Second, always prioritize clearing high-cost debts. If you have credit card dues or personal loans, these should be paid off immediately. These debts often carry interest rates of 15% to 30% or more, which is significantly higher than a home loan. Leaving such debt unpaid while you invest or pay off a cheaper home loan is usually a losing financial move.
Tax Considerations
In India, home loans offer tax benefits under Sections 80C (for principal) and 24(b) (for interest) of the Income Tax Act. When you prepay a loan, you reduce the interest component, which might slightly change your tax deduction eligibility.
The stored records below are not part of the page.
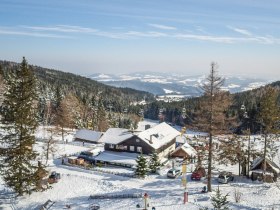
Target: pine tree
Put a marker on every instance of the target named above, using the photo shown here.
(210, 116)
(19, 123)
(154, 163)
(269, 117)
(219, 201)
(2, 85)
(142, 166)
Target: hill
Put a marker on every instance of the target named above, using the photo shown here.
(81, 86)
(171, 84)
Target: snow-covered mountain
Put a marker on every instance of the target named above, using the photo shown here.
(165, 84)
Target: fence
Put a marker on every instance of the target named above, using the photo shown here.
(116, 196)
(100, 170)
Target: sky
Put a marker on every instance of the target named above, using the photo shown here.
(124, 36)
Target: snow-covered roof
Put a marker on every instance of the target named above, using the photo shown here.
(160, 135)
(118, 157)
(115, 136)
(181, 139)
(258, 160)
(188, 149)
(88, 135)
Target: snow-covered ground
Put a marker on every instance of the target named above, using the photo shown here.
(77, 184)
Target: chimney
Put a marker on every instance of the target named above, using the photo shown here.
(151, 139)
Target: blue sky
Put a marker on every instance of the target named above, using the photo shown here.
(122, 36)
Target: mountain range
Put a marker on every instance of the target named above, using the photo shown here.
(170, 84)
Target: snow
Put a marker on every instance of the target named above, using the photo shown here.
(77, 184)
(88, 135)
(159, 135)
(118, 157)
(115, 136)
(188, 149)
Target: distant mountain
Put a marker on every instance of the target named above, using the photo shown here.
(81, 86)
(165, 84)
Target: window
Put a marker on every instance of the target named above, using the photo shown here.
(122, 147)
(139, 149)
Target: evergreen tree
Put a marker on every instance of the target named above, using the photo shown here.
(19, 123)
(269, 117)
(210, 116)
(2, 86)
(219, 201)
(154, 163)
(142, 166)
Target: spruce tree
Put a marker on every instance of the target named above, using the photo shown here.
(210, 115)
(154, 163)
(269, 117)
(18, 166)
(142, 167)
(219, 201)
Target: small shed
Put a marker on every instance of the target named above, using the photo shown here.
(88, 136)
(271, 173)
(184, 151)
(72, 160)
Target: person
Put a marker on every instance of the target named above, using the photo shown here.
(204, 189)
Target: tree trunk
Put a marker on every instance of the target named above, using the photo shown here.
(209, 187)
(264, 154)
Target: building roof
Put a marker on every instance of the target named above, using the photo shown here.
(259, 160)
(118, 157)
(88, 135)
(160, 135)
(188, 149)
(115, 136)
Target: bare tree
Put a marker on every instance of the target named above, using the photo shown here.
(211, 114)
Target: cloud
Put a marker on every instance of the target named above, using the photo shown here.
(230, 39)
(163, 27)
(68, 31)
(241, 31)
(33, 34)
(62, 28)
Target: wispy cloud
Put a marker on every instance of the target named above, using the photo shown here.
(241, 31)
(230, 39)
(68, 31)
(5, 31)
(163, 27)
(62, 28)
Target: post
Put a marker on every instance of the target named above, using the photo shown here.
(185, 196)
(184, 180)
(249, 147)
(146, 201)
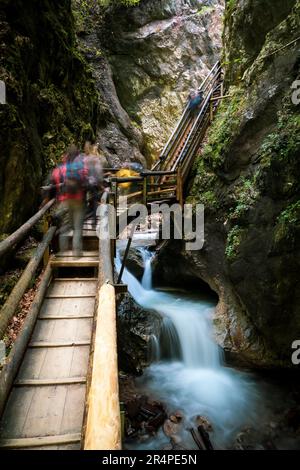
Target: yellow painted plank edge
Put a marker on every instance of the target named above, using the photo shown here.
(39, 441)
(103, 427)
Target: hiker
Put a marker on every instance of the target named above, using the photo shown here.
(195, 100)
(69, 181)
(95, 178)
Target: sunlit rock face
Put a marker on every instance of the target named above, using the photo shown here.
(158, 51)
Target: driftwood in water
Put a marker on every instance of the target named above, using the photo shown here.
(201, 438)
(18, 291)
(7, 244)
(15, 357)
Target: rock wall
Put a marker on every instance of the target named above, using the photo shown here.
(157, 52)
(51, 100)
(248, 178)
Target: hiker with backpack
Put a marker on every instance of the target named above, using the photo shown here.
(195, 100)
(68, 182)
(95, 178)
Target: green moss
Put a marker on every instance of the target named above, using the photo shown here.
(204, 10)
(233, 242)
(285, 141)
(244, 197)
(226, 125)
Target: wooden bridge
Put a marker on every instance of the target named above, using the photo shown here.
(59, 384)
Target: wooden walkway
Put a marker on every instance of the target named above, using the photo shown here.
(47, 402)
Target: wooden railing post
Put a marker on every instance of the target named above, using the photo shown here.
(179, 189)
(145, 191)
(47, 251)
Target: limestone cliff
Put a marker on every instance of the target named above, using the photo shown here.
(145, 59)
(51, 100)
(248, 178)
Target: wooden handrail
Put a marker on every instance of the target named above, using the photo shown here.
(103, 421)
(7, 244)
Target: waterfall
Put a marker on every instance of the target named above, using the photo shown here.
(188, 371)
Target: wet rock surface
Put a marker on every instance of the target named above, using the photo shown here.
(136, 327)
(247, 177)
(158, 51)
(145, 59)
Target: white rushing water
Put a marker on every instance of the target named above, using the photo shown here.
(189, 373)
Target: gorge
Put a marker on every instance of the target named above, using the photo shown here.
(217, 329)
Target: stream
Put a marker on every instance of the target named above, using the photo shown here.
(188, 372)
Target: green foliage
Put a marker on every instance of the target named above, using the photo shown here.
(291, 215)
(204, 10)
(222, 133)
(234, 238)
(288, 226)
(245, 195)
(283, 143)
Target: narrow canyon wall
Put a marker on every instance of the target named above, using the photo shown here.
(248, 179)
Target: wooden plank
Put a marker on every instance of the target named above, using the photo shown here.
(103, 426)
(70, 329)
(40, 441)
(54, 363)
(65, 344)
(72, 417)
(69, 254)
(81, 296)
(75, 263)
(67, 306)
(44, 382)
(66, 317)
(75, 279)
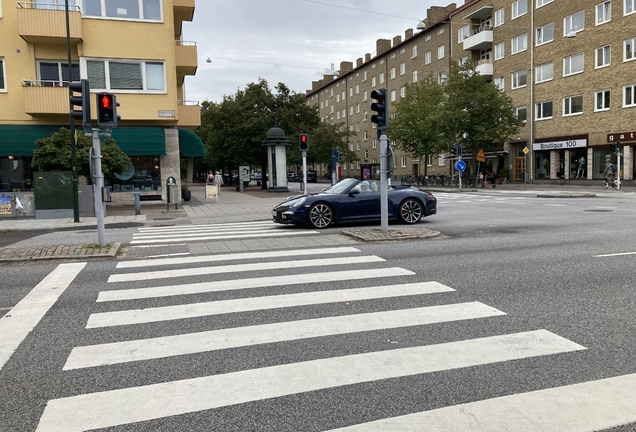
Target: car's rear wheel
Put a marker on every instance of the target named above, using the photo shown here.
(320, 215)
(410, 211)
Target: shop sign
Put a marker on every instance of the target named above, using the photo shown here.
(560, 145)
(621, 136)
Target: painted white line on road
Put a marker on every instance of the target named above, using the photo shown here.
(589, 406)
(192, 310)
(238, 268)
(237, 284)
(120, 407)
(236, 256)
(168, 346)
(23, 317)
(226, 237)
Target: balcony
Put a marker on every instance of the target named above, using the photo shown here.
(45, 97)
(189, 114)
(41, 22)
(484, 68)
(183, 10)
(186, 58)
(479, 39)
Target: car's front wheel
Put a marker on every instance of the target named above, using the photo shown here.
(320, 216)
(411, 211)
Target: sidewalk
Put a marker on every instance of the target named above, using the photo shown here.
(252, 205)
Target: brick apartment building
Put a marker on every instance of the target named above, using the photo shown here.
(569, 67)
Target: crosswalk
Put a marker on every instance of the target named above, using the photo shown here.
(329, 277)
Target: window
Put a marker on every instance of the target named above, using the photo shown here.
(519, 7)
(126, 75)
(499, 83)
(125, 9)
(629, 95)
(519, 43)
(628, 52)
(602, 100)
(499, 51)
(603, 12)
(499, 17)
(521, 113)
(545, 34)
(572, 105)
(519, 78)
(573, 64)
(544, 72)
(603, 57)
(574, 23)
(543, 110)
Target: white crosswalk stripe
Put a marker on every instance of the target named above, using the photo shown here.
(121, 406)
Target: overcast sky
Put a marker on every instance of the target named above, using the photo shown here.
(289, 41)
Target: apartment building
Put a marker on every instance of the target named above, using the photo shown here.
(132, 48)
(568, 67)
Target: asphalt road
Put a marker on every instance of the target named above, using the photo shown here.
(535, 264)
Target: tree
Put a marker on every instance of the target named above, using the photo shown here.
(54, 153)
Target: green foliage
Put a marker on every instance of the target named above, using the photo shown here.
(54, 153)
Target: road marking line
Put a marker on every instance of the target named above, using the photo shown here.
(589, 406)
(250, 304)
(237, 268)
(120, 407)
(24, 316)
(236, 256)
(236, 284)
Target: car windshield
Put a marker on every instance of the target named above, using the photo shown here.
(341, 186)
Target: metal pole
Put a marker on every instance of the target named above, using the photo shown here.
(98, 184)
(72, 120)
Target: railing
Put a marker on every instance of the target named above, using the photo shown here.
(48, 6)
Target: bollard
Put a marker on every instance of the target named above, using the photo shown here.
(137, 202)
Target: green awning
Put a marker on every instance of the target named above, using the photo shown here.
(19, 140)
(190, 145)
(140, 141)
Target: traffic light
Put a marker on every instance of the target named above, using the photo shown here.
(83, 101)
(107, 110)
(304, 142)
(381, 107)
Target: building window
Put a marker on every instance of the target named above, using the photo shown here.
(149, 10)
(499, 17)
(499, 83)
(519, 7)
(574, 23)
(628, 52)
(545, 34)
(629, 95)
(602, 100)
(543, 110)
(499, 51)
(440, 52)
(519, 79)
(603, 12)
(603, 56)
(573, 64)
(126, 75)
(572, 105)
(544, 72)
(519, 43)
(521, 113)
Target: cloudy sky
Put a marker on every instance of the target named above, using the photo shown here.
(289, 41)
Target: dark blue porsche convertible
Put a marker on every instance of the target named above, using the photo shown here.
(352, 200)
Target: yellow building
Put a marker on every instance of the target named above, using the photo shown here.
(132, 48)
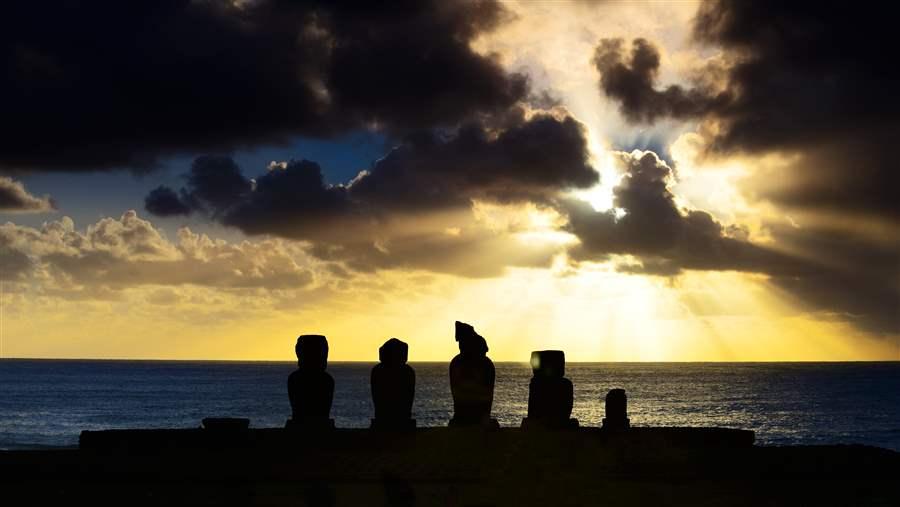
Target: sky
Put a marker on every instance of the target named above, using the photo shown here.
(624, 181)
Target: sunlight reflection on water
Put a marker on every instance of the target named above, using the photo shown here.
(50, 402)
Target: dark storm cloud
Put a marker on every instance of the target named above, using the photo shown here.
(654, 229)
(804, 80)
(164, 202)
(94, 85)
(14, 198)
(812, 83)
(528, 160)
(522, 160)
(629, 77)
(398, 213)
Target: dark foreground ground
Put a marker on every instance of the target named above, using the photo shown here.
(447, 467)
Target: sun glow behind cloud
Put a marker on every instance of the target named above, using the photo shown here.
(589, 309)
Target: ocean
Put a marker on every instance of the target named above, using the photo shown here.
(47, 403)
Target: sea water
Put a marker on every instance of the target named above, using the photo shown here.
(49, 402)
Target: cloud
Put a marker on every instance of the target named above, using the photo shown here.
(662, 236)
(110, 86)
(811, 88)
(812, 85)
(15, 199)
(398, 213)
(630, 79)
(130, 252)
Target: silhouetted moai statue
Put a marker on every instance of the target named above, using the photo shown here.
(310, 387)
(393, 387)
(616, 411)
(550, 394)
(471, 380)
Investors often consider whether the post-tax benefit of the loan is greater than the potential post-tax return from their investments before deciding on a path.
A Balanced Approach
Many successful savers use a hybrid strategy. Instead of putting the entire bonus into one bucket, they split it. For example, a portion can go toward an emergency fund, another into high-interest debt, and the remainder can be split between partial home loan prepayment and long-term investments. This approach keeps your finances flexible and allows you to enjoy the benefits of both debt reduction and wealth creation.
What To Watch Next
When deciding, keep an eye on your personal interest rate trends, your tax bracket, and your upcoming major expenses. The best strategy is one that aligns with your specific risk appetite and ensures you are not left with cash shortages during emergencies.